A recent “edit-a-thon” focused on topics related to art and feminism brought together roughly 600 participants in 30 locations around the world. Sarah Mirk, one of the participants, writes that Wikipedia mirrors the biases of the mainstream media, since it requires articles to cite external markers of an article subject’s “notability.”
While Wikipedia is a great platform for knowledge, it builds on existing institutions. The fact that female artists are less likely to have their work reviewed in mainstream media and less likely to have their work shown in museums means it’s harder to add them to Wikipedia, too.
Nonetheless, the edit-a-thon contributed roughly a hundred new articles on art and feminism topics to Wikipedia, and improved many more.
It’s a start.
New Washington Post columnist Catherine Rampell highlights the importance of the Census Bureau and other federal statistical efforts to track social and economic conditions:
In the past few years, federal statistical programs — you know, the ones that collect information openly through surveys, rather than secretly through wiretapping and malware — have been under attack. Budgets have been chopped and data series eliminated or at least made fuzzier, messier, less useful . . . our measurement tools are breaking down.[For example,] the American Community Survey . . . costs just $234 million to administer but determines how $450 billion in federal funds gets allocated for schools, housing, veterans’ benefits and roads, among other things.
The LAPD’s Pacific Division has asked local residents to help deter crime by taking a walk in neighborhoods it predicts to be at higher risk of crime. It’s novel to see predictive policing technology used to encourage positive community engagement.
The LAPD analyzes past crime data to highlight zones on a map that it considers when deploying its officers. These zones change every day.
“You can kind of think of crime as a disease.
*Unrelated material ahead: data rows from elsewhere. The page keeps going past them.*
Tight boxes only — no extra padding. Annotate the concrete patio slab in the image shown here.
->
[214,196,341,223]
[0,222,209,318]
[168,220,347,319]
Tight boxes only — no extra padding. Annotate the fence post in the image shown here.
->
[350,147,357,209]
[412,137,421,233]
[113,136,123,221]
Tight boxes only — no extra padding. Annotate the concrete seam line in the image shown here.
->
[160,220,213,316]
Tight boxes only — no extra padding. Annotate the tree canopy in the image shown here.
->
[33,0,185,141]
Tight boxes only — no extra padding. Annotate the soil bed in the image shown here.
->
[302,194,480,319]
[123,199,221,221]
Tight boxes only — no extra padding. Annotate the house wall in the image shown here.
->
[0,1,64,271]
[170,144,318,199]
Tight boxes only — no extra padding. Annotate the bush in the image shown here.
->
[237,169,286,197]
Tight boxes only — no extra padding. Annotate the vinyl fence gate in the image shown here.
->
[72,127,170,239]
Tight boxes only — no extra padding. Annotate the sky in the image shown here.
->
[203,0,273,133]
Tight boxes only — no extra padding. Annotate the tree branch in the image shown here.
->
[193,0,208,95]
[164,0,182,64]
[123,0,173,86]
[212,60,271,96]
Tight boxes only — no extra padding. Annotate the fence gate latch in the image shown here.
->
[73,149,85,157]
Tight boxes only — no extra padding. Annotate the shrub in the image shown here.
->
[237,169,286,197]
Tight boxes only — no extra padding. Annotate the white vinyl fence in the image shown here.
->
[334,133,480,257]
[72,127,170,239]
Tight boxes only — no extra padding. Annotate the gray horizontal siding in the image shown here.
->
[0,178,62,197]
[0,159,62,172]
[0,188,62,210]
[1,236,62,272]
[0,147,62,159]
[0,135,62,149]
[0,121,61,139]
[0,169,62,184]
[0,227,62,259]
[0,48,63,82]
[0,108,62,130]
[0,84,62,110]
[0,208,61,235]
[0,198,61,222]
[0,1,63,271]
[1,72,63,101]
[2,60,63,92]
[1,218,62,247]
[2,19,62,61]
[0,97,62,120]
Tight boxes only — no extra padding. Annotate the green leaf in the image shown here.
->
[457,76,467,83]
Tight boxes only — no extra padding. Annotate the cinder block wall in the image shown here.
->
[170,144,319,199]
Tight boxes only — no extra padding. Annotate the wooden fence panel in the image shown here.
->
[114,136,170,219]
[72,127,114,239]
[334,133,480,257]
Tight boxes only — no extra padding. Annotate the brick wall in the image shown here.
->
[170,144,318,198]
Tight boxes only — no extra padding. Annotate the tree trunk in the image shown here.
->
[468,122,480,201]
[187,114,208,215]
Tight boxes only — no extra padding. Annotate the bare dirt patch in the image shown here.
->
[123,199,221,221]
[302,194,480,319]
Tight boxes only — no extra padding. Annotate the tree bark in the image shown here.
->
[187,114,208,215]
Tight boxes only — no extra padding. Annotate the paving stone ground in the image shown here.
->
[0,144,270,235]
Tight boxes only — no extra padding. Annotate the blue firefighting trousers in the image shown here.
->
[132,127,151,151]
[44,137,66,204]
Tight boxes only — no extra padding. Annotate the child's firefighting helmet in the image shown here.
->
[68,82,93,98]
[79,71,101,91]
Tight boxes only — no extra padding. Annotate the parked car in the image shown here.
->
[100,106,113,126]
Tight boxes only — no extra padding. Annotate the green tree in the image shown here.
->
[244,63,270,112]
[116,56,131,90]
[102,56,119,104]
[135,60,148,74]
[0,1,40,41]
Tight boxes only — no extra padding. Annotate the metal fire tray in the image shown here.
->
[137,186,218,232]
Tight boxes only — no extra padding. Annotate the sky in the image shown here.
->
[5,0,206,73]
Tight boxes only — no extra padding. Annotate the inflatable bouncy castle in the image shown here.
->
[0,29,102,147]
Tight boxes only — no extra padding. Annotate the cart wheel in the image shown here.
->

If a crime happens, we can see how it affects the likelihood that another incident is going to happen within a certain area in a certain amount of time after that,” explained Jeremy Heffner, who works on predictive policing software.
There is a risk that such predictions, which are based on historical records such as past arrests, might entrench police bias. But here, the Division is also asking for its community’s help. From its release:
To further increase the effectiveness of Predictive Policing we are asking the public to spend any free time that you may have in these areas too. You can simply walk with a neighbor, exercise, or walk your dog in these areas and your presence alone can assist in deterring would be criminals from committing crime in your neighborhood. Each day we will release via social media the closest cross streets for [locations] in your neighborhood.
At least one neighbor has expressed willingness to help out. “I’d change the route I take on dog walks to help out. And if lots of my neighbors do the same, it’ll be a sign of civic health. We’re all responsible for safeguarding our neighborhoods,” said Conor Friedersdorf (a resident of the Venice area of Los Angeles), writing for the Atlantic.